Thursday, April 3, 2014

The African Queen

The African Queen
seen @ Landmark Loew's Jersey Theater, Jersey City, NJ

I had forgotten how good The African Queen is. I had only seen it once before, way back in my video store days, and all I remembered of it was the opening scene - Katharine Hepburn in that makeshift church, earnestly playing the organ to a bunch of stupefied African natives who have no idea what she's singing about.

It's funny that I'd see a movie where Humphrey Bogart is at his scruffiest so soon after reading this article about what made him such a style icon. It's true that for someone with such... unconventional looks as Bogart (to put it nicely), he rocked the tuxedo like nobody's business. And next to Harrison Ford, no one else looked better in a fedora. 

While his character in Queen is very much a Bogart kind of character - the American abroad (well, Canadian, anyway) - in terms of his image, he's playing against type. Even in To Have and Have Not, another movie where he's in another country, dresses casually and owns a boat, he's still recognizable as Bogey. Not here, though, looks-wise.

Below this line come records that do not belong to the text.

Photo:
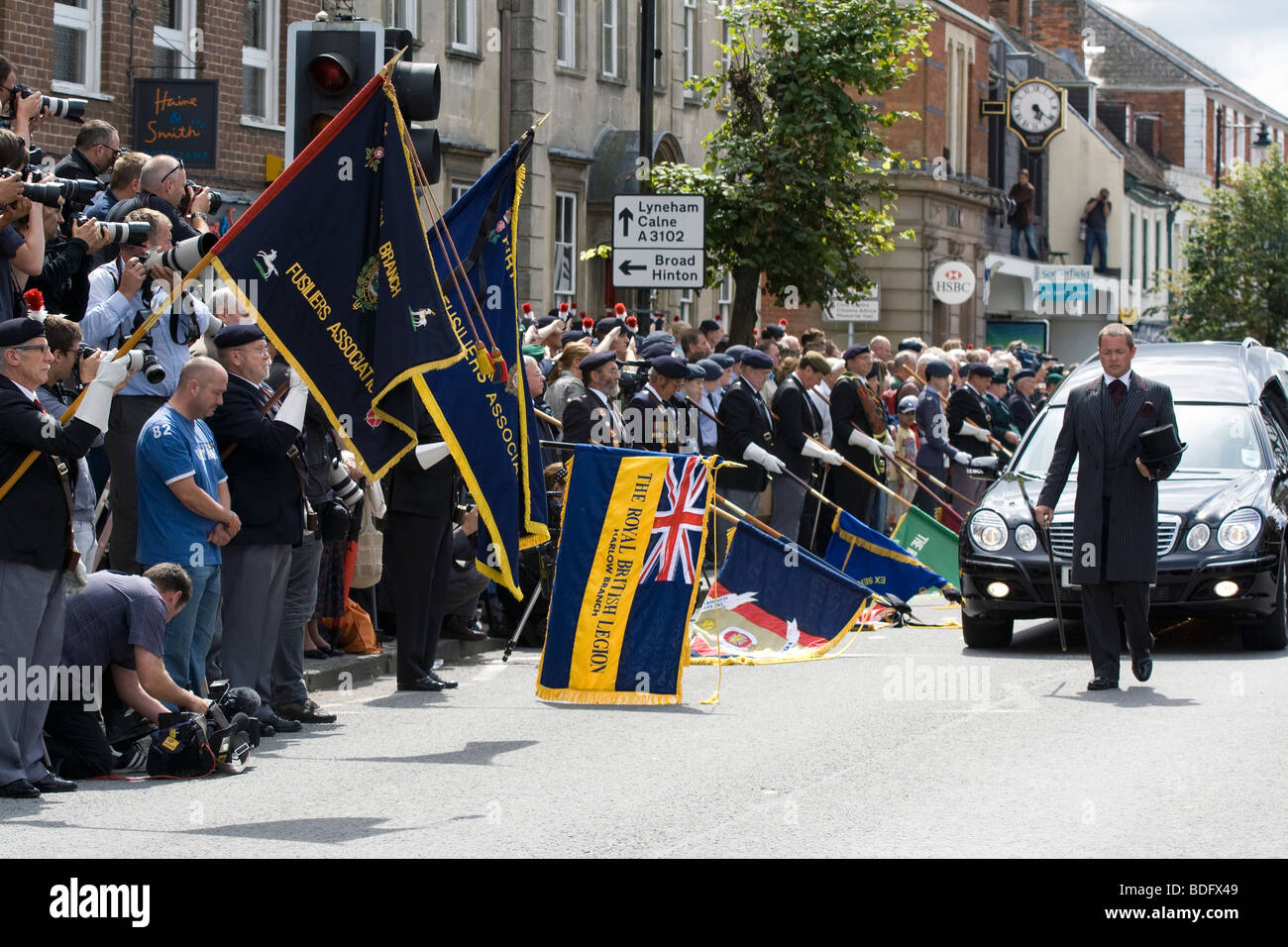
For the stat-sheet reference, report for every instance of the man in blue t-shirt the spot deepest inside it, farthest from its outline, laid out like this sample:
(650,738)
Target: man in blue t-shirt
(185,509)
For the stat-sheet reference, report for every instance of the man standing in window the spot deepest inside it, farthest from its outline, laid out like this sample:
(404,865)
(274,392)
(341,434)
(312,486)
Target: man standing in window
(1096,214)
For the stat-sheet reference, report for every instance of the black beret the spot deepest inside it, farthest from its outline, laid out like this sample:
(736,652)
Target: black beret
(239,334)
(595,360)
(670,367)
(712,369)
(20,330)
(938,368)
(656,350)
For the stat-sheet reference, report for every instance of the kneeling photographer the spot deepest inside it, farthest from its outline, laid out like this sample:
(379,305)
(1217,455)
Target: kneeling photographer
(121,295)
(115,634)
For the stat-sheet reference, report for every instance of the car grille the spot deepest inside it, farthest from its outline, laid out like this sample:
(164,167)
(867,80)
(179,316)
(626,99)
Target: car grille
(1061,535)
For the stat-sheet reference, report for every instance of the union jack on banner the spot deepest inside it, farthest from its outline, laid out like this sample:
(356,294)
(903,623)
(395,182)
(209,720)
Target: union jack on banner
(677,536)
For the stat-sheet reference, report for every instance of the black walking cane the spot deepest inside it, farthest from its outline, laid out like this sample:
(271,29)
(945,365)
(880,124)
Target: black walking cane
(1044,538)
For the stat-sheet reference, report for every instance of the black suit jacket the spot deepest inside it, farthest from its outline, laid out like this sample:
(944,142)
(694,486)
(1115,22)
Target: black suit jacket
(743,424)
(34,518)
(265,487)
(794,419)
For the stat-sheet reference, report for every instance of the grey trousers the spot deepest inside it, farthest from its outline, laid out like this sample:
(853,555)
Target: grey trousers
(127,418)
(301,595)
(256,579)
(789,502)
(31,634)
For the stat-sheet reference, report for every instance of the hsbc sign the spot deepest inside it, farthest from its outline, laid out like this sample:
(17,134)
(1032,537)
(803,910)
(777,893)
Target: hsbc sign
(952,282)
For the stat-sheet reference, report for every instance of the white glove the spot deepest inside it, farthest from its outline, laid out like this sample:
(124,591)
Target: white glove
(428,455)
(859,440)
(759,455)
(812,449)
(295,402)
(97,401)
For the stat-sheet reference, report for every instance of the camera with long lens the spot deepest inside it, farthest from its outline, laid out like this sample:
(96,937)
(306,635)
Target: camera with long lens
(127,232)
(142,357)
(183,256)
(217,200)
(71,110)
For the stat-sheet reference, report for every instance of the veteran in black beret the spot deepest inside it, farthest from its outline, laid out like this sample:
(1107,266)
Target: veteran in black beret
(37,544)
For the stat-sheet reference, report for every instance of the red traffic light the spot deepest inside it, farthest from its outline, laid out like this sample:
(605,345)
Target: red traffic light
(331,72)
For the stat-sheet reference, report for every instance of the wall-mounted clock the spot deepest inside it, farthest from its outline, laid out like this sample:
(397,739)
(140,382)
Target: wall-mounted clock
(1035,112)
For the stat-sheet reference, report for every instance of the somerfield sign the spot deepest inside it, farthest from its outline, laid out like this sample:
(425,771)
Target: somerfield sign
(952,282)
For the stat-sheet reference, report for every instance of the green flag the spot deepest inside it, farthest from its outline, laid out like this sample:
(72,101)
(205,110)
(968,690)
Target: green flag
(932,543)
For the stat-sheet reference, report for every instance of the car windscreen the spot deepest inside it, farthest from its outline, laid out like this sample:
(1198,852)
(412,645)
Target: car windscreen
(1220,437)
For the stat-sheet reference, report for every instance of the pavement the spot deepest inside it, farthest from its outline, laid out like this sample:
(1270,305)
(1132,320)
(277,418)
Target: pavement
(909,745)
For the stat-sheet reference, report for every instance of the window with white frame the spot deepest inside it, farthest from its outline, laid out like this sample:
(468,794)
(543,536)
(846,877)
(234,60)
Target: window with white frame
(77,46)
(960,53)
(465,26)
(566,27)
(402,14)
(566,247)
(170,54)
(691,43)
(609,18)
(259,60)
(724,300)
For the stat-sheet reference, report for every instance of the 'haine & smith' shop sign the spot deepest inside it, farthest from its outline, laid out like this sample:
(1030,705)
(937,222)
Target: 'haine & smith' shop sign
(176,116)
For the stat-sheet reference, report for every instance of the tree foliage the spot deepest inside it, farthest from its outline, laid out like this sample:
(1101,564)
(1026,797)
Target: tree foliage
(797,175)
(1235,278)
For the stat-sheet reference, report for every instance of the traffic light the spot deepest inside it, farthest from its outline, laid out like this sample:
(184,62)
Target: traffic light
(329,62)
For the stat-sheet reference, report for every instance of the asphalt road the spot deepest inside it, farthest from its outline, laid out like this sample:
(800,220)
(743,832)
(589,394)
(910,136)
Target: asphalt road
(907,745)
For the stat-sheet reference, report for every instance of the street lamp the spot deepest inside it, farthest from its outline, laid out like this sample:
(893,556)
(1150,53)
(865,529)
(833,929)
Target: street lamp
(1260,144)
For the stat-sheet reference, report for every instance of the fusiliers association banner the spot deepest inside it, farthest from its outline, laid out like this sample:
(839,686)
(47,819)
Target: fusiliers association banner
(773,602)
(634,534)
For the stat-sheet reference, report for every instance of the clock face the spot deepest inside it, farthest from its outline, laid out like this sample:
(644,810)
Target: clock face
(1035,107)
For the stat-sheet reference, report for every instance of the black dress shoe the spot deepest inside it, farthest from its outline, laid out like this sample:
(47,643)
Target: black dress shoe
(445,682)
(54,784)
(20,789)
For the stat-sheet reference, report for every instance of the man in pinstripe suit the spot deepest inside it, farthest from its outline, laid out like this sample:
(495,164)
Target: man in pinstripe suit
(1102,424)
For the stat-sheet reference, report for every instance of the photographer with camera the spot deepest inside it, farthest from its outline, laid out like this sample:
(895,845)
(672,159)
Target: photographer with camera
(121,296)
(25,111)
(163,187)
(68,260)
(25,252)
(116,626)
(97,147)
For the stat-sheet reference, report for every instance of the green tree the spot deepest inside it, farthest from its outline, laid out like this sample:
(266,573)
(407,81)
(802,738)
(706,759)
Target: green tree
(797,175)
(1235,277)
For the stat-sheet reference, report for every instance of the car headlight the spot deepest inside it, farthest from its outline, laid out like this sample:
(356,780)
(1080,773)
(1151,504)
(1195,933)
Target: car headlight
(988,531)
(1237,530)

The print that the Loew's JC presented was a recent restoration (from 2009, I believe) and it looked beautiful. The Technicolor colors popped in a way I didn't remember seeing from the VHS version I saw years ago. During the opening credits, legendary cinematographer Jack Cardiff got a brief burst of applause from someone in the audience, and no wonder - all those images of the river, and the surrounding jungle, and the animals, and the boat itself as it made its fateful trip. He captured it all well.

Queen was a bit of a last-minute selection on account of the problems the Friends of the Loew's (FOL) are still having with Jersey City. Despite that, and despite the pouring rain on Saturday night, a fairly big crowd turned out, which is very encouraging. Host and FOL head Colin Egan had nothing new to report regarding their struggle to retain control of the Loew's JC, but it was quite clear that the crowd was on his side. 

He always acknowledges the FOL volunteers in his introductions, but on Saturday night he made special mention of their efforts to preserve the theater during this difficult time, and someone shouted out "That's right!" as part of the applause. In addition, Egan and the rest of the staff were wearing "I support Friends of the Loew's" buttons, which they gave away for free. Naturally, I snagged one. 

I don't live in Jersey City, so I don't know if Saturday's crowd is representative of the city at large, but in this recent poll taken by the Jersey Journal, 65% of the respondents opposed JC picking a new organization to run the Loew's JC, so that's something. I would've preferred a different phrasing of the question, though, to something like "Should the FOL remain in charge of the theater" or something to that effect. 

I think FOL's efforts to preserve the theater and make it a viable venue for movies and other events are blatantly obvious to anyone who looks at the facts, but then again, I'm not the mayor of JC. Here's hoping they can resolve this dispute soon.


  1. Regarding Bogie's unconventional looks (like that), I can't recall the film, but in one of his movies a woman says to him "How can a man so ugly be so handsome?" or something like that.

    I hope I get a chance to see "The African Queen" on the big screen someday. Could happen.

  2. I can't think of a contemporary analog, either, in terms of screen image. Maybe Dustin Hoffman, but his appeal is completely different. Bogey truly was one of a kind.